Look for outliers in Chicago's crime statistics.
This repository is my solution to a data science challenge project given by an interviewer.
I will attempt to use the database of crimes in Chicago to perform on-line prediction on which crimes are outliers. For the purposes of this study, a crime is considered an outlier if the type of the crime is significantly mispredicted by a trained, on-line predictor.
In particular, this is the outlier detection procedure. Off-line the following are performed:
- Train a classifier to predict the class C of a crime given 4 input variables (time of day, longitude, latitude, location description)
- Calculate a windowed running average of the prior proportion of crimes pC for each class C.
Then, to predict, the procedure is performed for each incoming data point:
- Predict the probabilities PC from the classifier.
- Define an outlier score for each incident by calculating (PC - pC) / pC where C is the true class for this incident.
- If an outlier score is very low, that means the data point is an outlier data point.
- Alternatively, if an outlier score is very high, the data point is a "most probable" data point.
I spent around 4-5 hours on this project. Here are some brief conclusions of the study:
- You can see some HTML pages with sample visualizations of crime locations in results/
- In retrospect, attempting to do the project with on-line learning was difficult given so little available time. Ready-to-use online methods are not as easy-to-use and available as off-line methods. As such, mid-way through the project I switched to using an offline method.
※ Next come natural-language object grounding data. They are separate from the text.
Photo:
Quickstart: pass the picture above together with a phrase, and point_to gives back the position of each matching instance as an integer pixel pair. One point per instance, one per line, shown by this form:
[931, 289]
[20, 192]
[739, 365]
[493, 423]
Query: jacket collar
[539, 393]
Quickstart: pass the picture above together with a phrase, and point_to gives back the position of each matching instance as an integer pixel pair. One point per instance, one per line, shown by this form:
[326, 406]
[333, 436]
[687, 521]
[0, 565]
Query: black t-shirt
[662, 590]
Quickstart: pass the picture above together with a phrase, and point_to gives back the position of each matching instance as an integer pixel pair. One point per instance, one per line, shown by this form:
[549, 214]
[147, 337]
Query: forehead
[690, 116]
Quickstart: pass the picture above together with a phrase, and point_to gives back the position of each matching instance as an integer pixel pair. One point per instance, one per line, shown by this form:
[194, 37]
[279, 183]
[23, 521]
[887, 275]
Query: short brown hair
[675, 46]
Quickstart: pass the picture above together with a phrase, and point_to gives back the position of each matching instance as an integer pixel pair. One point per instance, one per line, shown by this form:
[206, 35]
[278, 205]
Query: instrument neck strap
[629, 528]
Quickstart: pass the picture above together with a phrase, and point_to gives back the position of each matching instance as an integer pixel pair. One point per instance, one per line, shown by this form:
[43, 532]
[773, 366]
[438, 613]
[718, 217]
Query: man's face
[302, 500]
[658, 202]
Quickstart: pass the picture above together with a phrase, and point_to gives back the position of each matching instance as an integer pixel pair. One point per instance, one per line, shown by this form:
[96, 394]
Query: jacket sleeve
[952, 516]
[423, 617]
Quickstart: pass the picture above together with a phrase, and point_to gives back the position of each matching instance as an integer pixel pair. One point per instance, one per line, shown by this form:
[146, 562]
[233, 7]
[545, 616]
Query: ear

- Top outlier and most-probable data points (see results/) all fit into a few crime types (for instance, Arson tends to be highly represented in the top outliers). This seems to indicate that the normalization in the outlier score is not quite right and uncommon crimes could be leading the outlier table despite attempt at normalization.
- Before switching to off-line random forest, I tried online logistic regression. As we would expect, with so few features it was highly biased.
Obviously, this is a first stab at the problem. Plenty of things can be improved:
- More features can be used
- Mapping of qualitative features to numeric values is slightly inappropriate (location type). Though random forest should handle this better than some other classifiers.
- Visualization (map plotting) presently only plots close-by locations. It would be good to narrow down on similar time.
- A more formalized approach to outlier detection could be used.